An LL parser is called an LL(k) parser if it uses k tokens of lookahead when parsing a sentence and can do it without backtracking.

Consider a Grammar $G$:
$S \rightarrow a|aa$

this grammar is Regular but cannot be parsed by a LL(1) parser w/o backtracking, coz here, lookahead is of 1 symbol only and in the grammar for both productions, parser while looking at just one(first) symbol, which is $a$, fails to select the correct rule for parsing.

Hence, not every Regular grammar is LL(1); Statement P is False.

LR Grammar
Grammars which can be parsed by
LR parsers.

LR Parsers
thery are a type of bottom-up parsers that efficiently handle deterministic context-free languages(DCFL) in guaranteed linear time.

all Regular Languages are also DCFL hence, They all can be parsed by a LR(1) grammar.

Hence, Statement Q is True.

selected
Can we say that there  exist a LL(1) grammar for every regular language ..?
Yes
Statement P is for regular Grammar(Regular Grammar may be ambiguous) , not for regular Language..
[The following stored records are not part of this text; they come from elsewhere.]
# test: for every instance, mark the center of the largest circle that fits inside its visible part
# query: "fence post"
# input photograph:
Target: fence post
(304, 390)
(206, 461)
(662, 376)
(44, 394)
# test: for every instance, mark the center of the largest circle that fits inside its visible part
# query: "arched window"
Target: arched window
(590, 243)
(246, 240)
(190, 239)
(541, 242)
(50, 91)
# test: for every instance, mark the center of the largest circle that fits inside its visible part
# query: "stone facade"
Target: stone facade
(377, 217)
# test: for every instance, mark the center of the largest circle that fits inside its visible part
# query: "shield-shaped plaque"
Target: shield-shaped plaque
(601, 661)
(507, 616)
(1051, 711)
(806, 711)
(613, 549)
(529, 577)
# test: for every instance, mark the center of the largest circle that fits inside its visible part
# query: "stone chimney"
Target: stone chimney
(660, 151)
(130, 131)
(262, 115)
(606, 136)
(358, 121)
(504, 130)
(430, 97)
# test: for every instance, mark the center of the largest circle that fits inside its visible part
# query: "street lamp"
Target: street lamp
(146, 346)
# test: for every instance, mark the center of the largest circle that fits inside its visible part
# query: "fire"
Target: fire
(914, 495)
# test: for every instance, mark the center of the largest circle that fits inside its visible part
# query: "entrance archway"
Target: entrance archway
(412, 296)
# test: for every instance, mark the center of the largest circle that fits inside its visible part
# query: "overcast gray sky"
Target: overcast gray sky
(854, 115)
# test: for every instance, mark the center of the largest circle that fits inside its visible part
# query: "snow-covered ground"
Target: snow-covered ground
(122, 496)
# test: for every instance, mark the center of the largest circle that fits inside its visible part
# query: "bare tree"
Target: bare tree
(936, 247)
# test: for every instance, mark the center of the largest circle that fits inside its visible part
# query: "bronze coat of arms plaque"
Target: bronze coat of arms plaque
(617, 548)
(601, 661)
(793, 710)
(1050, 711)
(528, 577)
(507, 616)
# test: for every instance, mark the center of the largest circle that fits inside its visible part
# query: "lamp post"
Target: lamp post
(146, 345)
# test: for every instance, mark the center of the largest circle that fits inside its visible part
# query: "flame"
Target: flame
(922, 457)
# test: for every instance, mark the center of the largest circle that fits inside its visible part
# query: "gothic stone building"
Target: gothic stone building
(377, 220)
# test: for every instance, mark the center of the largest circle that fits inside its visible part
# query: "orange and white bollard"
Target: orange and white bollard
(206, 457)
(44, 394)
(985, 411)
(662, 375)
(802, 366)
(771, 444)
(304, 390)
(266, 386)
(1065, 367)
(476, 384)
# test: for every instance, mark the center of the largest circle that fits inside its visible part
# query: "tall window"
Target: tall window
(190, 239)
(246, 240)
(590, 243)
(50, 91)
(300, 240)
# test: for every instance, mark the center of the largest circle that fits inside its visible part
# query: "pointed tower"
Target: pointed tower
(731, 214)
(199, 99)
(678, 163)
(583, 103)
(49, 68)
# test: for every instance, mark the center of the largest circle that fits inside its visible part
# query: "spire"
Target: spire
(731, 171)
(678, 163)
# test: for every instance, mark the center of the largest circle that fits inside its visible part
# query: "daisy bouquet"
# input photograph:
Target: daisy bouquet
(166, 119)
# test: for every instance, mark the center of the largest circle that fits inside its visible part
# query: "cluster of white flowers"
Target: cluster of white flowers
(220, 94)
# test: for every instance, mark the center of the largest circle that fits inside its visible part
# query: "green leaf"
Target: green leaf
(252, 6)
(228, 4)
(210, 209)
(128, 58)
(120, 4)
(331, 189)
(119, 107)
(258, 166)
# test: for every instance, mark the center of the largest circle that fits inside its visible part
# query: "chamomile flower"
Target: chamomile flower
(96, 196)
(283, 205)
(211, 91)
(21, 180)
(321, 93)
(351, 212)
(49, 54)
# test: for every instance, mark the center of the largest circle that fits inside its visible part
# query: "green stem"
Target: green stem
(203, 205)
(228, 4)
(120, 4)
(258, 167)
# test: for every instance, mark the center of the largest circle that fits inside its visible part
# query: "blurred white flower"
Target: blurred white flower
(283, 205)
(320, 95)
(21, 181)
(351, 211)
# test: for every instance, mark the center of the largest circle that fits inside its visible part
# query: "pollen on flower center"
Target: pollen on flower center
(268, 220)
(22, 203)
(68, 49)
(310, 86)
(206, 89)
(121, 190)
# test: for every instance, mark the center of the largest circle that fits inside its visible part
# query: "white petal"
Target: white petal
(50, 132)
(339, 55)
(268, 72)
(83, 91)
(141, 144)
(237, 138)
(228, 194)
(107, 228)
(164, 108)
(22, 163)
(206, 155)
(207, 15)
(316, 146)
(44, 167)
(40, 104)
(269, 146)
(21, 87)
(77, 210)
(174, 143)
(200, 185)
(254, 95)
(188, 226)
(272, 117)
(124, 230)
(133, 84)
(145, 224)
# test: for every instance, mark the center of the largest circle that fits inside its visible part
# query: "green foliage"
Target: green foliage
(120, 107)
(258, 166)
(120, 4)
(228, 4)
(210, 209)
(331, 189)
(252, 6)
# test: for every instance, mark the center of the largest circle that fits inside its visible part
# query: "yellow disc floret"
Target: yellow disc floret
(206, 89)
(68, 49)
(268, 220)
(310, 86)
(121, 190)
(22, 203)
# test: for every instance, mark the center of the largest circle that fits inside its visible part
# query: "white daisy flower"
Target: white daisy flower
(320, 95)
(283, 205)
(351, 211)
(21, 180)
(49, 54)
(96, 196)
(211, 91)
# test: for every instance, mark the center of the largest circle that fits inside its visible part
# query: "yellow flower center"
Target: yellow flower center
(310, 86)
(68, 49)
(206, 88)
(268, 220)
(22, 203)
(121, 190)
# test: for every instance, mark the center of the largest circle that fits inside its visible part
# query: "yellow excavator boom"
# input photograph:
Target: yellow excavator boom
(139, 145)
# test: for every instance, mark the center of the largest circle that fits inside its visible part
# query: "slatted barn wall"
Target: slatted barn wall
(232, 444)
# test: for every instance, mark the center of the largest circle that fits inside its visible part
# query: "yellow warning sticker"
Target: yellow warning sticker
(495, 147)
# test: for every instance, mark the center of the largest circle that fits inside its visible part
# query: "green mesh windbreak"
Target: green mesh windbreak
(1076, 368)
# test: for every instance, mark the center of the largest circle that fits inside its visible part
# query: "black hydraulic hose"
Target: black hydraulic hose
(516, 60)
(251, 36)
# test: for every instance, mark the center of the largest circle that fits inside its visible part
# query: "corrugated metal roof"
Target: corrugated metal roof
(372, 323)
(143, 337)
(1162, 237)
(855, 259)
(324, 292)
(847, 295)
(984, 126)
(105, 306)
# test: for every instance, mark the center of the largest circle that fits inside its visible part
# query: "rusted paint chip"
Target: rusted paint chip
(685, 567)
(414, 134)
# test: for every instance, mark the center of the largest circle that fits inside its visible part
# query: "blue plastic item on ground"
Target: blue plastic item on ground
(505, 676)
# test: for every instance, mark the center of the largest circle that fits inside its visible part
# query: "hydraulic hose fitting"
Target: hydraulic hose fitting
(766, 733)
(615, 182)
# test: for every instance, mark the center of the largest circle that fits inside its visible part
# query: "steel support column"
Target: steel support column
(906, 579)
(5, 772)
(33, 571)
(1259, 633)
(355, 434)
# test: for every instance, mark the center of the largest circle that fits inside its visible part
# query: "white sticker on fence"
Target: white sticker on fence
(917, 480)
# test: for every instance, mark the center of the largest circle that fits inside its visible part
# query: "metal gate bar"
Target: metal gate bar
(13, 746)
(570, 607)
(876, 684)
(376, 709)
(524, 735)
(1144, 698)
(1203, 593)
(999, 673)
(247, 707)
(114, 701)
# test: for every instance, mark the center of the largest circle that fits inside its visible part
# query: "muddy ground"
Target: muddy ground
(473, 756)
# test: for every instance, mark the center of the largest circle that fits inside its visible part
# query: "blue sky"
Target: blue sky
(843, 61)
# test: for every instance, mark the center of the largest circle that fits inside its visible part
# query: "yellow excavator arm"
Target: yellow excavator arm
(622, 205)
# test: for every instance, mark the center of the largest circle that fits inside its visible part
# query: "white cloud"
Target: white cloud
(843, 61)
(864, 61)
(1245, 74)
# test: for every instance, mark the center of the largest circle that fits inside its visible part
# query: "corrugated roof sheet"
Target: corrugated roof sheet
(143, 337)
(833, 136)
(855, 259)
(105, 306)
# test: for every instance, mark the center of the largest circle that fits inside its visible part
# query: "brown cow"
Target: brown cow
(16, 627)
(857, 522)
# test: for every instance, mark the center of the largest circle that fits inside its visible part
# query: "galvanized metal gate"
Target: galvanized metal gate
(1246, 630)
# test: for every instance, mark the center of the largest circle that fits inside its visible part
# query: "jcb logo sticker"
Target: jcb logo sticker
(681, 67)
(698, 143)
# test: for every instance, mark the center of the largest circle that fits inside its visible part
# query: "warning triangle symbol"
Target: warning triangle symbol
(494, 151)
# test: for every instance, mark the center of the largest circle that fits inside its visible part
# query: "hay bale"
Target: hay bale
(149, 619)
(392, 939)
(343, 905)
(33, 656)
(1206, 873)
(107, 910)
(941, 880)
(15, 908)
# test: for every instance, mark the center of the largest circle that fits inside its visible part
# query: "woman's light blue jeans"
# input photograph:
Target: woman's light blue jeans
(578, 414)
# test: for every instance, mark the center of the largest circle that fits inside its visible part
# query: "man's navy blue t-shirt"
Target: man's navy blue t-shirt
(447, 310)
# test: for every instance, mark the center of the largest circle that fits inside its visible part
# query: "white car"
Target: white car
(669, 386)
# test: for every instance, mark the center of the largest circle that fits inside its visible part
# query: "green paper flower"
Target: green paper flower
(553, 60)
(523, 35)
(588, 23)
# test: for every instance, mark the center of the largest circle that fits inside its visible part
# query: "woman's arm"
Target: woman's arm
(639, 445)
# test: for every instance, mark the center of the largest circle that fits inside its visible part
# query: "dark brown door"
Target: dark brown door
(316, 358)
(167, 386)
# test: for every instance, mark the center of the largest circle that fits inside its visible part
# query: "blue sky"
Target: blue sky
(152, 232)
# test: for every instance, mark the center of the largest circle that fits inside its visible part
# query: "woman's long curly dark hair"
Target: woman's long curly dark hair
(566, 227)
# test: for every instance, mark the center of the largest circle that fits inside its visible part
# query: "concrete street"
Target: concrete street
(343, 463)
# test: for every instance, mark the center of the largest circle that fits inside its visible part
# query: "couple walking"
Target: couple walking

As DFA is deterministic for every input Alphabet and move is fixed to a particular state.. So, I think we may convert it to LL(1) Grammar..
LR(0) cannot parse all regular languages. We cannot have a LR(0) for a*.
Can't the equivalent grammer of  S->a|aa be equal to

S->aS'

S'->S|epsilon

which is LL(1).
@arjun sir

u meant a* or a+?
both works- both cannot have LR(0).
@Arjun sir

for a* the grammar is

S->aS|∊ and this can be parsed by a LR(0) parser. so how a* cant be done?
How is it LR(0)?
There is no shift reduce or reduce reduce conflict..thats why.. Am i right?
If we have one look-ahead then there is no conflict. With 0 look-ahead there is conflict. Initially itself there is a conflict as to reduce using empty string or shift. Actually LR(0) generates the same language as accepted by a DPDA which accepts by empty stack. So, it must have the prefix property- if a string "w" is in L, no prefix of "w" can be in L.
Thanks I got it  :)

P: This is false.

Every regular language is LL(1) meaning we have a LL(1) grammar for it. But we can not say same about every Regular Grammar. For example, every regular language can be represented by Left & Right Linear Grammar, where Left Linear Grammar is not LL(1), Right linear is.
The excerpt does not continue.